The predict function for a VDA_R object.

Usage

## S3 method for class 'VDA_R':
predict(object, newdata=NULL, ...)

Arguments

object
An object of class 'VDA_R', usually the result of a call to VDA_R.
newdata
An optional n x p matrix or data frame containing new data to be classified using VDA. The data must contain the same number of attributes as the training data. If newdata is omitted, the training data is used.
...
Not used.

Details

The prediction funtion for Vertex Discriminant Analysis (VDA_R). Returns 1 x n vector in which each element represents the predicted value for the corresponding case.

References

Lange, K. and Wu, T.T. (2008) An MM Algorithm for Multicategory Vertex Discriminant Analysis.

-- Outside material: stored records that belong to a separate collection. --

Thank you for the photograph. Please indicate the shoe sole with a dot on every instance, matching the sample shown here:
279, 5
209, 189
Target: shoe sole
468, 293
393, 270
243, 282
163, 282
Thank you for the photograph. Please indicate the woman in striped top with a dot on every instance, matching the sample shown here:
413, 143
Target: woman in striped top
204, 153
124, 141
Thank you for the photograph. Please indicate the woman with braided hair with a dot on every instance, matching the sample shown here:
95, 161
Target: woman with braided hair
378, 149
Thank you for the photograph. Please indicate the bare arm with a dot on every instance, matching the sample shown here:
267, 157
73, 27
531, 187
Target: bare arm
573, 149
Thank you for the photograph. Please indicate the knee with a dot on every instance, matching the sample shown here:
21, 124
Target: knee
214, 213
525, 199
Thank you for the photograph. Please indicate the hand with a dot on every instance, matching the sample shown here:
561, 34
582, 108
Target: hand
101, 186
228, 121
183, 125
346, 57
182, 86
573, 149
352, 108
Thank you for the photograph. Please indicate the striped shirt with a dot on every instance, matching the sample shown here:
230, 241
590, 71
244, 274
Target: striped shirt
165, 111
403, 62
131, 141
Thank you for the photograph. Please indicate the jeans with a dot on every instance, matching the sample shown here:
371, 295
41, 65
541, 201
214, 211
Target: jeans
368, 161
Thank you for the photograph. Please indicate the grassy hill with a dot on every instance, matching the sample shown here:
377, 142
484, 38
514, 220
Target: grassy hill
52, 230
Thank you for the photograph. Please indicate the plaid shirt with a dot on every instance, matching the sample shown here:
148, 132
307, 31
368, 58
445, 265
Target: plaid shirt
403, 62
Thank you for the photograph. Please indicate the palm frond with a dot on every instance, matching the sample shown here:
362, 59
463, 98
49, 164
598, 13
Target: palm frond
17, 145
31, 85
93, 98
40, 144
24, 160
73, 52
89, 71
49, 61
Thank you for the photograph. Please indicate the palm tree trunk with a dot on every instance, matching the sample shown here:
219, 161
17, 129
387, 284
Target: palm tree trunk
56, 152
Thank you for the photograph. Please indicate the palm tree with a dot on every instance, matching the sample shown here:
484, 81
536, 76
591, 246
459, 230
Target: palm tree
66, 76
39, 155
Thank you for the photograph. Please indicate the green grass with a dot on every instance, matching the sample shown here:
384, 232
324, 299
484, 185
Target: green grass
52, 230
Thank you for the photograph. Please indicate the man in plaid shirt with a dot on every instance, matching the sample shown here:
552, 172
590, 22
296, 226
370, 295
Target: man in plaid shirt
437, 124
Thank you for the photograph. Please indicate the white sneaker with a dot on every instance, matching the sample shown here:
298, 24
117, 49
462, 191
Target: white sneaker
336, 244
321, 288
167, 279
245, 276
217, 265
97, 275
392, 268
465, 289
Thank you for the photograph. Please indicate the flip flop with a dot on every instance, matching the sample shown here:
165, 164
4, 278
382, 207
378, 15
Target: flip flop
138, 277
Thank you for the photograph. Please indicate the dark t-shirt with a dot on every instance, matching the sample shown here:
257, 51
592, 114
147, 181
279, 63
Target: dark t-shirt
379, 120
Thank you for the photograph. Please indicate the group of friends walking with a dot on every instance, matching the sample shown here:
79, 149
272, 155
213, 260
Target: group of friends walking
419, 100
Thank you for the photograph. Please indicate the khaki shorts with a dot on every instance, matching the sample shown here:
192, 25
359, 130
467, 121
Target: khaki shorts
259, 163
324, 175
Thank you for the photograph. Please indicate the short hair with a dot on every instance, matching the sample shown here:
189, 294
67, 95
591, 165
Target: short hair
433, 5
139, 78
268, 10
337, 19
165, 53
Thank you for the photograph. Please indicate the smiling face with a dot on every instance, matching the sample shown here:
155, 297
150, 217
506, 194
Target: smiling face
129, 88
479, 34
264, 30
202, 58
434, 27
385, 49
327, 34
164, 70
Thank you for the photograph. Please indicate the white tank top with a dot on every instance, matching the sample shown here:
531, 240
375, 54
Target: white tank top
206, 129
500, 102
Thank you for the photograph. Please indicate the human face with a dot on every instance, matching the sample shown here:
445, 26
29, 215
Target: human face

Journal of Computational and Graphical Statistics, Volume 17, No 3, 527-544.

See Also

VDA_R, summary.VDA_R, print.VDA_R

Examples

Run this code
# load data
data(zoo)

# feature matrix without intercept
x <- zoo[,2:17]

# class vector
y <- zoo[,18]

#run VDA
out <- VDA_R(x,y)

onecase <- matrix(c(0,1,1,0,0,0,1,0,1,1,0,0,2,1,0,1),1,16)
predict(out, onecase)

fivecases <- matrix(0,5,16)
fivecases[1,] <- c(0,0,1,0,0,1,0,1,1,0,0,1,0,1,0,0)
fivecases[2,] <- c(0,0,1,0,1,0,1,0,0,1,0,0,6,0,0,0)
fivecases[3,] <- c(0,0,1,0,0,1,1,0,0,0,0,0,4,0,0,0)
fivecases[4,] <- c(1,0,0,1,0,0,0,1,1,1,0,0,4,1,1,1)
fivecases[5,] <- c(0,0,0,0,0,1,1,1,1,0,1,0,0,1,0,0)
predict(out, fivecases)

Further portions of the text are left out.